Séptimo, hay usos y costumbres que son esenciales para
el desarrollo. La, prolijidad, el amor al trabajo bien hecho,
la puntualidad, la cortesía, el respeto a los contratos y a las promesas, el
orden, la limpieza, son todos valores que favorecen las relaciones rectas y de
confianza mutua entre oferentes y demandantes, donde entre mercado y valores
hay por ende un círculo virtuoso.
Octavo,
el valor del tiempo futuro. El ahorro, la previsibilidad, como contrarios al
derroche y a la ostentación del gasto, son, contrariamente a lo que se piensa
habitualmente, valores de mercado. El consumismo no favorece al libre mercado.
La frugalidad, el ahorro, en cambio, son valores capitalistas.
Noveno,
la felicidad es compatible con la racionalidad. Esta es una herencia de
Aristóteles. La felicidad no consiste en el placer irracional ni en el cumplimiento
sacrificado y triste del deber. Es cumplir con lo debido porque lo debido surge
de nuestro proyecto personal, de la empresa de ser nosotros mismos. Las
empresas salen adelante cuando llevan adelante la marca personal, la vocación.

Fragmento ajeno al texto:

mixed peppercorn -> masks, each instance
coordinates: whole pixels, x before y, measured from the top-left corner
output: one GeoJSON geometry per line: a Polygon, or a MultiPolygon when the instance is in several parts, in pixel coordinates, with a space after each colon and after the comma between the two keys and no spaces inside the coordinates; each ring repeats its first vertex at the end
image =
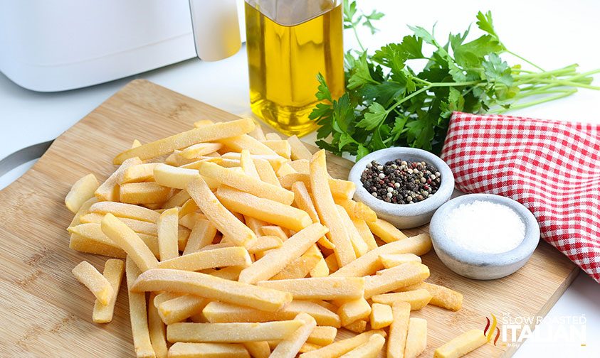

Racionalidad y virtud van en ese sentido de la mano.
Décimo,
la autoridad no radica en una persona. La autoridad no es le gran líder, ni Pedro,
ni Pablo, ni Juan. La autoridad es la ley, en tanto Estado de Derecho. El que
está habituado al mercado no obedece a una persona, obedece a la ley, que es lo
que garantiza el funcionamiento del mercado.
Once,
el mundo es el propio mundo. La virtud no es salvar al mundo mientras no sé ni
cómo limpiar mi habitación. La virtud es no creerse Dios y ocuparse, cada uno,
de su empresa, de su trabajo, de su profesión, de cada parte del bien común. El
mundo sería mejor si cada uno se dedicara a cuidar su jardín, decía Adam Smith,
con profunda sabiduría. Los salvadores del mundo son los que lo arruinan.
Pero
todo eso, ¿es compatible con las culturas católicas? ¿Es compatible con el
valor del trabajo existente en culturas anglosajonas? ¿Cómo entra en todo esto
el problema de Max Weber?
Seguiremos
con todo ello en la segunda entrega.
[1]
Ariel-Planeta, Buenos Aires, 1999.
[2]
El constructivismo criticado por Hayek es la suposición de que se pueden
construir las sociedades como si fueran máquinas, más allá de las tradiciones
existentes.
[3]
Nos referimos a la famosa tesis de Weber en El espíritu protestante y el
origen del capitalismo (1904), FCE, 2003.
[4]
Nos referimos a su famoso opúsculo Qué es la Ilustración.
[5]
En su famosa obra La teoría de los sentimientos morales.
[6]
I-II, Q. 96, a. 2.
[7]
Es la tesis central de la filosofía social de Mises, desarrollada especialmente
en Liberalismo y en el cap. VII de La Acción Humana.